Затяжной полёт

     Она была прекрасна, сама того не зная, говоря не только о её внешности, привлекающей любой незамутнённый жизнью взгляд, но и характер её сильно отличался от других.  Хотя она и была воспитана в духе отрицания значения индивидуальности, это не помешало ей стать лучшей из тысяч, а для почтового голубя, как и для человека, это значит многое.  Однако остальные её достоинства оставались второстепенными и невостребованными.
   Голубятня, на которой она была выращена и обучена своему ремеслу - соединению двух оппонентов посредством слова, пусть и не ею написанного, была обычным плохо пахнущим местом без каких-либо излишеств, которое она делила с сотнями других "почтарей". Не обращая на это внимания, она смотрела сквозь мелкую проржавевшую сетку на неопределённое будущее довольно уверенно.  Отличаясь от своих сородичей ещё и тем, что была абсолютно белой, за что и была прозвана хозяевами "Голубь мира". Имён своим голубям они не давали, зная, что новые хозяева всё равно захотят их изменить.
   Однажды пришёл покупатель, один из многих, ничем не лучше, а может быть и не хуже других и, попросив продать ему надёжную и покладистую птицу, получил "Голубя мира" в тесной, наскоро сбитой клетке.  Она начала работать как и была обучена - исправно возвращаясь в свой новый, не многим отличающийся от старого, дом.  Та же мелкая, ржавая от дождя сетка, подтекающая крыша, растрескавшийся грязный дощатый пол и тот же вид на будущее.
   Новый хозяин, как оказалось впоследствии, всё-таки не был лучше других. Имя для неординарной птицы он выбрал до боли интеллектуальное - "Белая" - и принимал её безупречную работу и поведение как должное, красоты, о которой она и сама до сих пор не знала, естественно не замечал, а иногда по вечерам, напившись, кидал в неё окурками, глядя остекленевшими глазами, сплёвывая на пол и при этом тупо смеясь над тем, как она вздрагивает и вздымает крылья. Несмотря на все "достоинства" своей новой жизни, "Белая" каждый день исполняла свои обязанности и возвращалась в клетку.

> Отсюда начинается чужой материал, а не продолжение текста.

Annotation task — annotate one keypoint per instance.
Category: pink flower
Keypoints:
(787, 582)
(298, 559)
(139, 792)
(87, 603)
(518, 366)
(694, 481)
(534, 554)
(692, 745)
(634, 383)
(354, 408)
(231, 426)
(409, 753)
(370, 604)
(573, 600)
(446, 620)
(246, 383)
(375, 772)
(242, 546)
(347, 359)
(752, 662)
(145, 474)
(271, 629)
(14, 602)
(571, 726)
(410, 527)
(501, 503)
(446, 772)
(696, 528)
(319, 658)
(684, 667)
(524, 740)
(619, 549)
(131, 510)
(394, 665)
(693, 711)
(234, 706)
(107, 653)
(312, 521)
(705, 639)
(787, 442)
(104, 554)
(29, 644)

    Как-то раз, когда она летела прямо, как слепая стрела, "Белая" увидела краем глаза странную птицу, чем-то похожую на неё по виду, но с блестящим тёмным оперением, отливающим на солнечном свете глубокой синевой. Но не это привлекло внимание её, обычно сфокусированных на прямом перелёте, глаз. "Белая" никогда не видела, что птицы могут летать так свободно, совершая виражи и пируэты в воздухе, не выполняя какое -либо задание, а просто наслаждаясь полётом. Она хотела бы приблизиться, узнать что даёт ему такую свободу, но её курс лежал прямо и незнакомец остался где-то в стороне, в то же время навсегда оставшись в её памяти.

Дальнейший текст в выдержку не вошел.